The collection begins with “The Post Office,” Dhumketu’s most well-known work. This story tells of a father waiting for a letter from his daughter, who had moved when she married a man in another town—a letter that ultimately comes too late. As an opener to the sequence, the author immediately shows us an intuitive ability to highlight both ends of the emotional spectrum: the joy of the man when recalling time spent with his daughter, and his sorrow when, day after day, no letter arrives.

In another work, “Unknown Helpers,” Dhumketu portrays the story of an anonymous man who moves through life with a sense of duty, filling in where and when he is needed. When a village needs a helping hand, he steps up without expecting praise; he also accepts blame for occurrences there when no one else does. One day, seeing a young woman of the “untouchable dhedh” caste being ill and harassed by the villagers, the anonymous man sits with her, helping her heal and giving her a moment of happiness. When the locals see him with her, however, they punish him by throwing stones. He accepts without complaint, explaining:

A person is drawn to a task by two tendencies: compassion or wisdom. If there is compassion in people, then stones won’t fall. If there is wisdom, there won’t be cruel laughter. To people, between reason and appearance, the latter is of more importance. He bore the assault quietly and went on.

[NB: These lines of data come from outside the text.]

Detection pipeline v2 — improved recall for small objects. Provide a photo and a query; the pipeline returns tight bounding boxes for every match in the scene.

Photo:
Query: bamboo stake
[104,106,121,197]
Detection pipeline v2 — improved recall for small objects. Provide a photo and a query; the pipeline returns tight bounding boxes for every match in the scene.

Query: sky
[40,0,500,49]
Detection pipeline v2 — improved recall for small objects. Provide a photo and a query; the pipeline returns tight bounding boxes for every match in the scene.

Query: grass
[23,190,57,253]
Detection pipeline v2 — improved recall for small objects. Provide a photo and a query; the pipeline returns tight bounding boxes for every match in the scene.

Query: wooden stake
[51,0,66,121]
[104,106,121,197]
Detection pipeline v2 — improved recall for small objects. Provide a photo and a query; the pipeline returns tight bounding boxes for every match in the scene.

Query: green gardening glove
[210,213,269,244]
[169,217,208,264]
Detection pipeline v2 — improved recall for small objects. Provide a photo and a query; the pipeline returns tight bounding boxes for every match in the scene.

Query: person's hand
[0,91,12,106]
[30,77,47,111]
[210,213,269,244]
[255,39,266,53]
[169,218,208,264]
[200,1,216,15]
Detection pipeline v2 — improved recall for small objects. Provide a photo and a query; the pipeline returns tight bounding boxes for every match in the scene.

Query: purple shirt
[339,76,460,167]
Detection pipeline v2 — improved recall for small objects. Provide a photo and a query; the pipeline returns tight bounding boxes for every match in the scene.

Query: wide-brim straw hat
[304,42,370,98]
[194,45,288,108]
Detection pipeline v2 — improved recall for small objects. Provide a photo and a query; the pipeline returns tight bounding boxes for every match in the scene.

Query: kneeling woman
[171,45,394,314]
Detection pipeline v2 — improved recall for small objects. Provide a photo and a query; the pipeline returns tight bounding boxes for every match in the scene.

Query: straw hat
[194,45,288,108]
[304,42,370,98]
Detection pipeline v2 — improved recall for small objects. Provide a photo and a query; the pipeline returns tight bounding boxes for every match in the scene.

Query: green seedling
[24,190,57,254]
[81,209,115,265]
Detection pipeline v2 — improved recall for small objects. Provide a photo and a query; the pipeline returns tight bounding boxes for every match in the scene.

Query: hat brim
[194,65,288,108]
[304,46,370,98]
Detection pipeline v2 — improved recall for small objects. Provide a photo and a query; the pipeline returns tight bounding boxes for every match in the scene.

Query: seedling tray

Despite this noble deed, the villagers see his act as sinful; they are unable to break from the appearances their society relies upon. In this way, the story intones the resonances of a fable, hinting that one should focus on helping others rather than what others think. In addition to being a tale of morality, the story also allows Dhumketu to criticize the caste system, in which the villagers choose to cast out a kind, helpful man rather than reassess their biases.

Many of Dhumketu’s stories also focus on women; Bhatt explains: “he took care to portray his female protagonists as complex human beings in their own right.” In his tales, the thoughts and feelings of women are given room; they explore, desire, and act of their own volition—with sometimes surprising results. In “The Queen of Nepal,” Gopi falls in love with her neighbor, Dalbahadur, and they—both already married—make plans to run off together. On the night of their escape, however, Dalbahadur sees a play about the adulterous Sita and backs out of their plan at the last minute. Unfazed, Gopi leaves without him and sets up a tea house in the mountains, where she is known as “The Queen of Nepal.” A few years later, Dalbahadur shows up and informs Gopi that both her husband and his wife had died due to the war. Instead of taking the opportunity to be with Dalbahadur, however, Gopi leaves her tea house to be with her husband’s family, finally realizing that she did love him.

In each story, be it through the vibrant description of person or place, Dhumketu encourages his readers to look further at the small aspects of life and to appreciate the beauty that surrounds us. Even though many of the stories are nearly a century old, the themes remain relevant, charting the foundations of human existence through time, space, and language.